A Million PDFs Won't Organize Themselves

Three months ago, I plugged a Blackwell GPU into my lab bench and pointed it at a million PDFs.

Corporate documents: contracts, engineering reports, compliance filings, vendor proposals, maintenance logs, insurance certificates. The kind of archive that accumulates over two decades of running critical infrastructure. A million files. Not sampled, not curated, not cleaned. Raw.

The plan was straightforward: parse the documents, chunk them, embed them into a vector store, wire up a retrieval layer, and start asking questions no keyword search could answer. Retrieval-Augmented Generation. The acronym that launched a thousand vendor decks.

That plan lasted about four days.

The Assembly Line That Wasn’t

Every RAG tutorial I’ve read (and I’ve read more than I’d like to admit) presents the pipeline as a production line. Documents go in one end, vectors come out the other. Parse, chunk, embed, serve. The implication is that the hard part is choosing the right model and tuning your chunk size.

It’s not.

Two years ago, Microsoft shipped Microsoft 365 Copilot. The pitch: connect it to SharePoint, OneDrive, Exchange, Teams, and it indexes everything. Your entire corporate knowledge base, searchable by natural language. I evaluated it for a client at the time. The retrieval quality on real corporate data was nowhere close to the promise. Pure marketing. But I knew the underlying problem was genuinely hard, and the whole point of this current sprint is to find out exactly how hard. To build the pipeline myself, layer by layer, and see where the walls are. Because the question nobody seems willing to answer is this: if RAG is the architecture that unlocks enterprise knowledge, why hasn’t anyone solved it in a clean, repeatable way? The deeper I dig, the more obvious the answer becomes.

The hard part is that a million corporate PDFs have nothing in common except the file extension.

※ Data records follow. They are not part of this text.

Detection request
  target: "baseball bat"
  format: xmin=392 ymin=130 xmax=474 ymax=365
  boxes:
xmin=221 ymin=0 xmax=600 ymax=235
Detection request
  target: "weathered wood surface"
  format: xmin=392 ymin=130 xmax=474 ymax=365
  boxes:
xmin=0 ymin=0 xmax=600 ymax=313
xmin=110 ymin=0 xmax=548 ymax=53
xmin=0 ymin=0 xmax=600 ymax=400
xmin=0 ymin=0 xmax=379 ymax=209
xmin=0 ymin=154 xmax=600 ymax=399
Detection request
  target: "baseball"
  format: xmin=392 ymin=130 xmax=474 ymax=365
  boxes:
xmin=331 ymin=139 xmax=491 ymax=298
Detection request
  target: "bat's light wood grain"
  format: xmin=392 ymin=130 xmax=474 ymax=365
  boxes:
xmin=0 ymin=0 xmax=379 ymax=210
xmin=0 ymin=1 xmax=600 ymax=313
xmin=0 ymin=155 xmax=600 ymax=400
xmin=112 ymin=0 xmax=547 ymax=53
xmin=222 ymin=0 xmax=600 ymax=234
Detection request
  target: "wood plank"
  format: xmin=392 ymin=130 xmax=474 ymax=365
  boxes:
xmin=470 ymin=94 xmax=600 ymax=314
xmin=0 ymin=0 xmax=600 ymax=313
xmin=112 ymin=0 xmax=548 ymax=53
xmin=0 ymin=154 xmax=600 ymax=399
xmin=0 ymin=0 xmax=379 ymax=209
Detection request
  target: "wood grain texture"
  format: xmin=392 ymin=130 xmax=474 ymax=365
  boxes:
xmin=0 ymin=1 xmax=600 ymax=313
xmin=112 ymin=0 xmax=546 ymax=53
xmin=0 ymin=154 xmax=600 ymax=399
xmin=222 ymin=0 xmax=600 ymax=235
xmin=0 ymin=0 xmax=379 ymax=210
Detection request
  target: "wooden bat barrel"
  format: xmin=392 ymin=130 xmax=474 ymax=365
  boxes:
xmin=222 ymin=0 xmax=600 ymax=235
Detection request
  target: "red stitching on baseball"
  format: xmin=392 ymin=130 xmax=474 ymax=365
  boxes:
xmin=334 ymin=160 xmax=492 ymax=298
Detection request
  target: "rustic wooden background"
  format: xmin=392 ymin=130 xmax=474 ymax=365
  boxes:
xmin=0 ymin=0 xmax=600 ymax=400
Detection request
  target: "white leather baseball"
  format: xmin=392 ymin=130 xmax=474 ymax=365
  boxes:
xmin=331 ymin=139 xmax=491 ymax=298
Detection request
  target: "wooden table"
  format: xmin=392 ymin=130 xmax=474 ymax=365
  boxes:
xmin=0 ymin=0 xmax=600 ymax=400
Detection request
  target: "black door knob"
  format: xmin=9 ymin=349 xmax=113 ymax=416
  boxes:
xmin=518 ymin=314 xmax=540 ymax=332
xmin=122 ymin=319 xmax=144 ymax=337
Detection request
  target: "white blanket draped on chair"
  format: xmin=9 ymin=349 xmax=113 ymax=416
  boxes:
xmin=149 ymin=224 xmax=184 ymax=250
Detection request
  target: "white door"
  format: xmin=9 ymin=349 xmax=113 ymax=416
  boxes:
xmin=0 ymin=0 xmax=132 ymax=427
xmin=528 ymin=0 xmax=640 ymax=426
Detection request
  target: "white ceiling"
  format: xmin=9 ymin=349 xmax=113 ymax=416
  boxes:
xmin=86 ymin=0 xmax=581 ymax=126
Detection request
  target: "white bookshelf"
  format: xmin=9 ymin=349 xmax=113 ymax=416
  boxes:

Scanned images from 2004 sitting next to machine-generated compliance reports from last quarter. Tables that span pages. Headers and footers that repeat on every page and poison your chunks. Boilerplate legal language that drowns the three sentences of actual content. Documents in Portuguese, English, and Spanish. Sometimes all three in the same file.

I started with Docling on an 8×A100 cluster. Seventy-two hours of continuous parsing. Just to get clean text out of the PDFs. Not embeddings. Not vectors. Not retrieval. Just text. And “clean” is generous. It was the cleanest I could get without manual review of a million files, which is to say it was full of artifacts, misrecognized characters, table structures that collapsed into word soup, and headers that got concatenated with the first sentence of every section.

A significant chunk of the corpus needed OCR. Scanned pages, photographed documents, faxes that were printed and re-scanned because someone in 2009 thought that was a reasonable workflow. The question becomes: which OCR backend, and where do you run it? I tested CPU-based pipelines, GPU-accelerated pipelines, and hybrid approaches where Docling handled the layout detection on GPU and offloaded the OCR to CPU to free VRAM for the next batch. Every combination had a different throughput profile, a different failure mode, and a different cost per page. You’re not just picking an OCR engine. You’re scheduling compute across heterogeneous hardware and hoping the bottleneck stays where you planned it.

While I was in the middle of this, NVIDIA launched cuDF and cuVS. GPU-accelerated DataFrames and vector search, purpose-built for the kind of data wrangling I was doing by hand. Come on, NVIDIA. Are you reading my lab notes? But that’s the point. This isn’t a niche problem that only shows up in some hobbyist’s garage. When a GPU vendor ships dedicated libraries for data pipeline acceleration, they’re telling you something about where the industry bottleneck actually lives. It’s not in the model. It’s not in the inference. It’s in the data preparation, and it’s painful enough that silicon companies are building hardware features to address it.

When I was twelve, I kept a plastic bin of electronic components: resistors, capacitors, old circuit boards I’d salvaged from broken radios. I could find any part in seconds because I’d touched every one. I knew the bin. Scale that to a warehouse with a million parts from a hundred different suppliers, packed in boxes with labels in six languages, some with no labels at all. Suddenly “I know where everything is” isn’t a system. It’s a fantasy. That’s what a million PDFs feel like the moment you try to make them queryable.

Embedding Is Not Understanding

Once I had text, I started experimenting with embeddings. Qdrant as the vector store. I tested 256-dimensional vectors, 512, 768, with BM25 as a baseline alongside every configuration, because if your semantic search can’t beat keyword matching, you don’t have a retrieval system. You have a demo.

The dimension testing wasn’t academic. I started playing with 5,000 PDFs. Then scaled to 100,000. Now I’m at a million. At 5,000 documents, switching from 256 to 768 dimensions was a configuration change and a coffee break. At a million, “let me reorganize the vectors this way” is ten hours of compute and $200. Every experiment has a price tag, and the price tag grows linearly with the corpus while the insight grows logarithmically. You learn fast to be deliberate about what you test.

I’m not pretending I have experience with billion-document indexes. I suspect only a handful of people on Earth have built truly scalable systems that can handle that kind of transformational data pipeline end to end. But I can tell you this with certainty: at just one million documents, you have real sweat. Real operational decisions. Real cost. If a million is this hard, I have a new respect for whatever is running behind the scenes at the places that index the entire web.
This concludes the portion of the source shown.